Great Enthusiasms

Kath Chalmers’ musings on business, marketing, and other fun things in life

Jeff Bezos of Amazon.com

Why Amazon’s best customers won’t mind a price hike for Prime

Amazon.comAt some point almost every company faces a major price change decision. Here’s why the Amazon Prime price hike won’t be a repeat of the Netflix pricing disaster.

There are lots of options for approaching the pricing problem. You can quietly test pricing options on your sign up page like 37 Signals (and hundreds of other companies).  You can create a major customer relations fiasco by introducing both a large price increase and an onerous change to your service structure like the infamous Netflix debacle.  Or, like Amazon, you can delay increasing your price for nine years and add significant value to your service.  As a customer, I’m all for this approach and am certainly willing to pay a little more for better service.

MarketingLand.com reports that 39% of Amazon’s customers are prime members and these customers spend more than twice as much with the online retailer – $1,340 vs. $650 on average. (These figures are based on survey data from Consumer Intelligence Research Partners.)

Like thousands of other customers, my husband and I signed up for Amazon Prime when it was introduced in 2005.  Honestly I don’t know if our annual shipping costs would have exceeded the cost of the program in every one of the nine years, but the dead simple convenience of being able to order a couple of books or a DVD or some household item whenever we need it without any shipping friction to impact the purchase decision has been well worth the $79.  Sure, I still prefer to group my purchases into more efficient groupings and store things on my wish list or in the shopping cart until I’m ready to put in an order.  But if one of my children gets invited to a birthday party and I’m too busy to schlep to Toys R Us, it’s great to be able to order just one toy.

Having one Amazon prime membership for the household (on my husband’s Amazon account) for free shipping was fine all these years.  But since we signed up, Amazon Prime has gotten better and better.  They added free Kindle book lending.  They added 40,000 streaming movies and videos.  The free shipping has gone from super saver 3-7 day delivery to blisteringly fast 2-day delivery (and sometimes only one day).  Freaking awesome.

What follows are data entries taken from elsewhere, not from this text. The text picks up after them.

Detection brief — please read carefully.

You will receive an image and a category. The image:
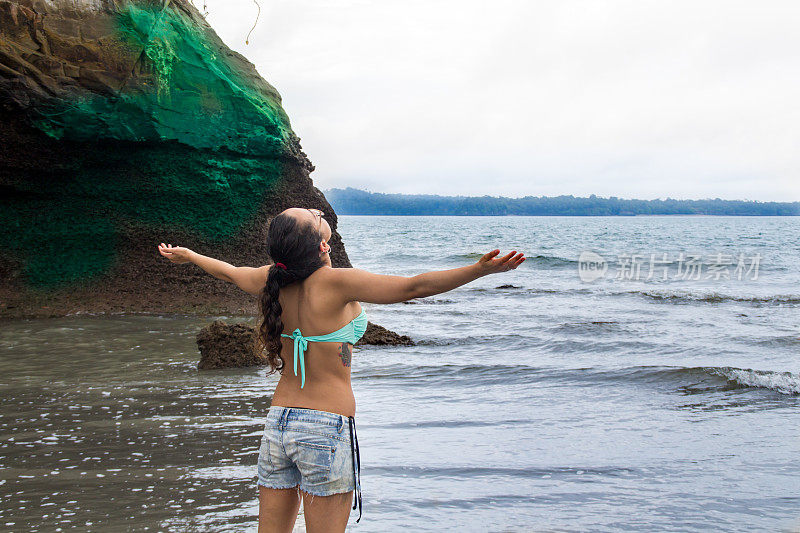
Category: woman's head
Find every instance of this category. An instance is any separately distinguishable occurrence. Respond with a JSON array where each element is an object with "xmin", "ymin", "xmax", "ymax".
[{"xmin": 256, "ymin": 207, "xmax": 332, "ymax": 372}]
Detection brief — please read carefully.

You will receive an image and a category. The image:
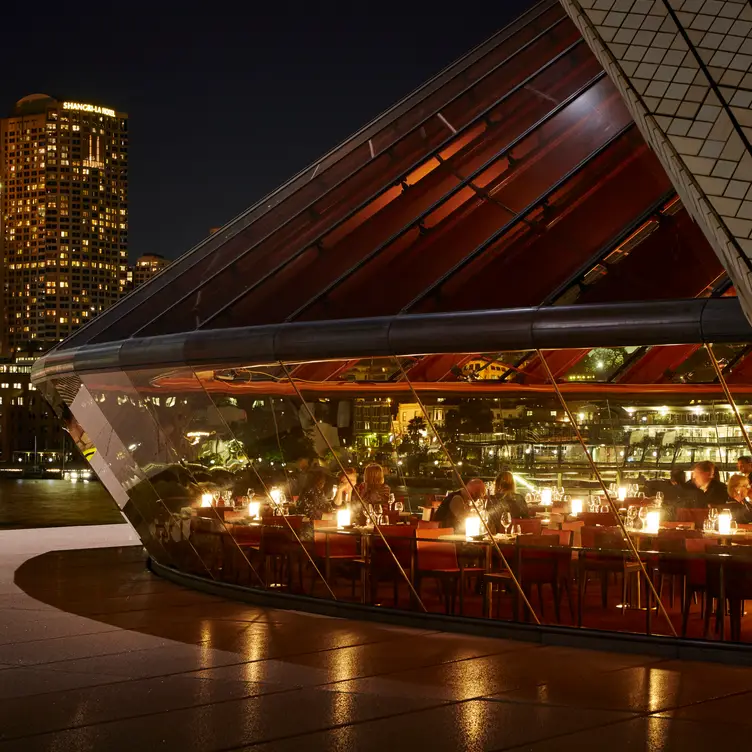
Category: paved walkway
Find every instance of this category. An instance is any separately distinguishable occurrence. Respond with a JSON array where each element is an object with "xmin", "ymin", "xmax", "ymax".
[{"xmin": 0, "ymin": 525, "xmax": 752, "ymax": 752}]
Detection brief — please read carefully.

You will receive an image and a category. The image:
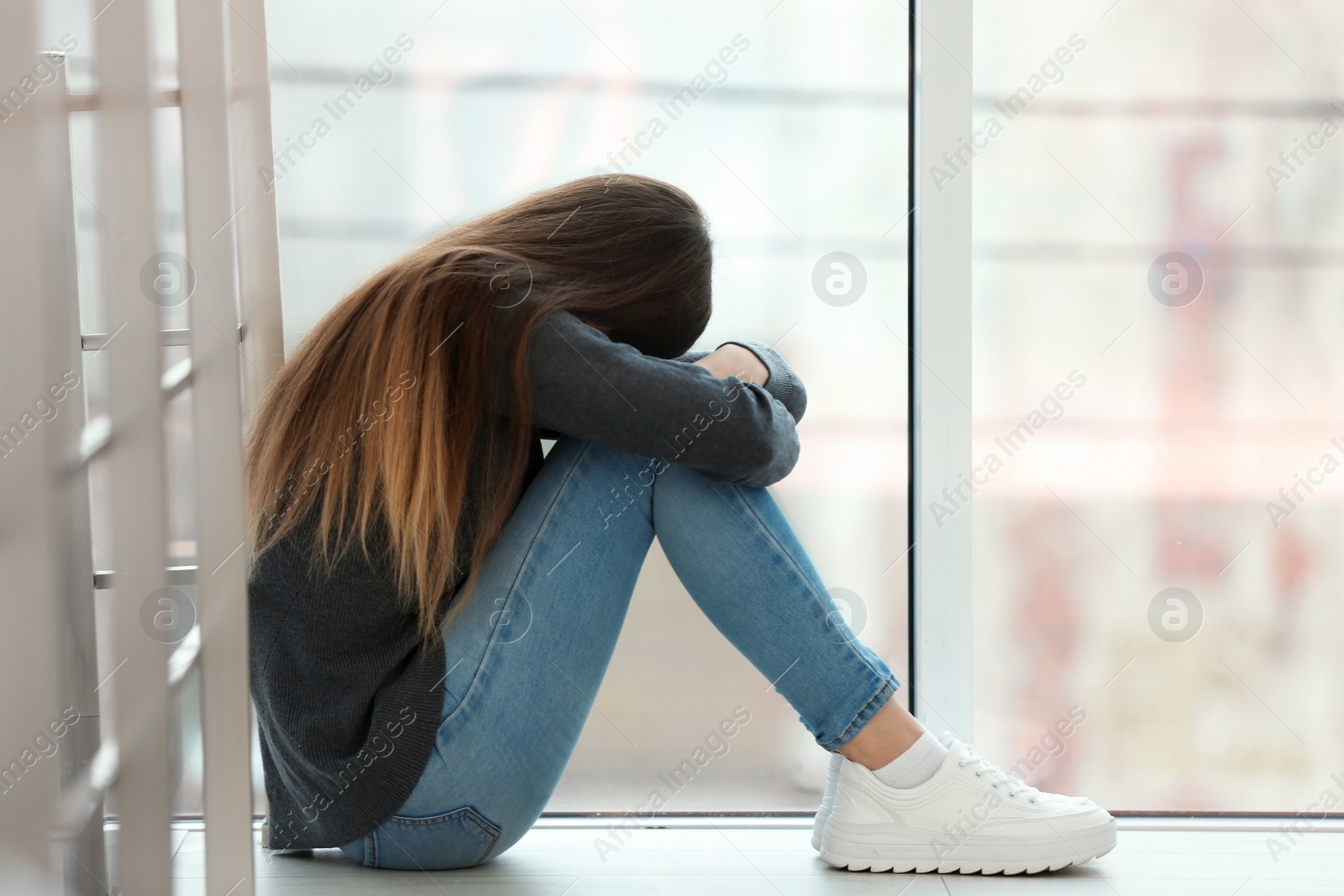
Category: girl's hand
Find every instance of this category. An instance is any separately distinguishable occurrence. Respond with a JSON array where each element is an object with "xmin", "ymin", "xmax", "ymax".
[{"xmin": 695, "ymin": 343, "xmax": 770, "ymax": 385}]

In December, Santa brought two Kindles for the kids. 😉  I decided to purchase my own Amazon Prime membership so the kids and I could stream videos conveniently on their Kindles and on my iPad.  (We already enjoyed the streaming feature from my husband’s membership with our Roku, but switching accounts on the devices is a hassle.)  The option to borrow books on my Kindle was an added bonus.

So now, our family’s annual Amazon Prime has gone from $79 to $198 ($99×2).  You know what?  It’s STILL a good bargain.  Sure, many Amazon customers who don’t really use and enjoy the perks of the Amazon Prime service may decide to drop it at the higher price point, but I bet their big data geniuses have figured out that their best customers won’t mind all that much.  CIRP’s research bears this out.  MarketingLand.com reports that even if the price increase had been $20 higher, 94% of the Amazon Prime customers they surveyed would “definitely” or “probably” still choose to renew.

Actually, wouldn’t it be great if more of the companies we rely on would increase their prices by 25% and improve their service 200% just like Amazon?